CVE-2026-22813 Overview
CVE-2026-22813 is a critical Cross-Site Scripting (XSS) vulnerability in OpenCode, an open source AI coding agent. The vulnerability exists in the markdown renderer used for processing LLM (Large Language Model) responses, which inserts arbitrary HTML directly into the DOM without proper sanitization. The web interface lacks both DOMPurify sanitization and Content Security Policy (CSP) protections, allowing attackers who can control or manipulate LLM responses to achieve JavaScript execution within chat sessions.
Critical Impact
An attacker controlling LLM responses can achieve arbitrary JavaScript execution on the http://localhost:4096 origin, potentially leading to session hijacking, data exfiltration, and further exploitation of the local environment.
Affected Products
- OpenCode versions prior to 1.1.10
- OpenCode AI coding agent web interface
- Systems running OpenCode on localhost port 4096
Discovery Timeline
- 2026-01-12 - CVE CVE-2026-22813 published to NVD
- 2026-01-13 - Last updated in NVD database
Technical Details for CVE-2026-22813
Vulnerability Analysis
This vulnerability falls under CWE-79 (Improper Neutralization of Input During Web Page Generation), commonly known as Cross-Site Scripting. The core issue stems from the markdown renderer's failure to sanitize HTML content embedded within LLM responses before inserting them into the Document Object Model (DOM).

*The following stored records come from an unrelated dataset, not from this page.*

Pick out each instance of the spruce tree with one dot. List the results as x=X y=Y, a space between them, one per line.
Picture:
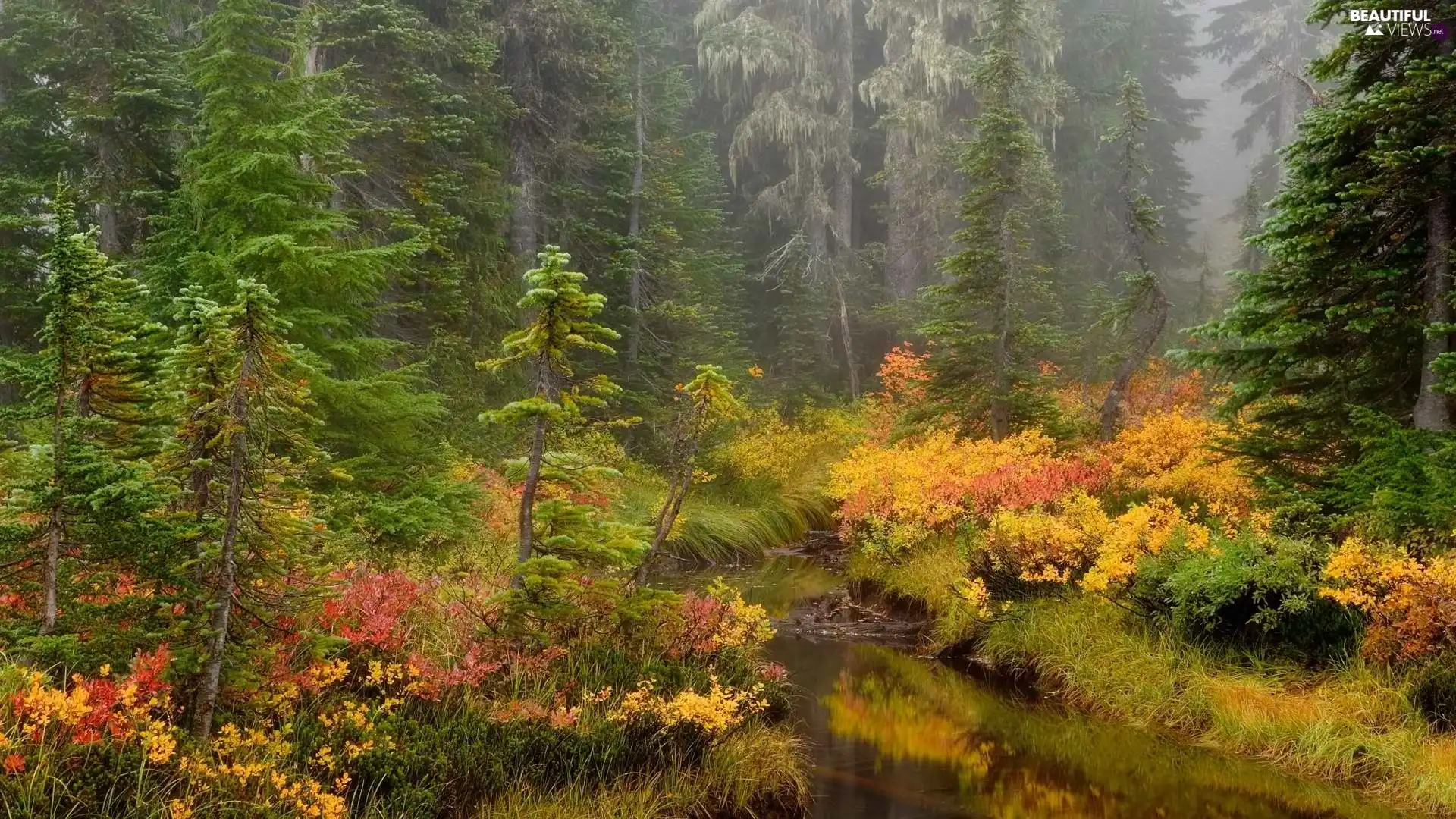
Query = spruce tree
x=86 y=390
x=560 y=327
x=240 y=457
x=1350 y=312
x=995 y=319
x=921 y=89
x=1147 y=303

When OpenCode receives responses from the AI model, these responses are processed through a markdown renderer to display formatted content to the user. However, the renderer does not employ any HTML sanitization library such as DOMPurify to strip potentially malicious HTML tags and attributes. Furthermore, the web interface running on localhost:4096 operates without a Content Security Policy, which would otherwise serve as a defense-in-depth mechanism to prevent inline script execution even if malicious HTML were injected.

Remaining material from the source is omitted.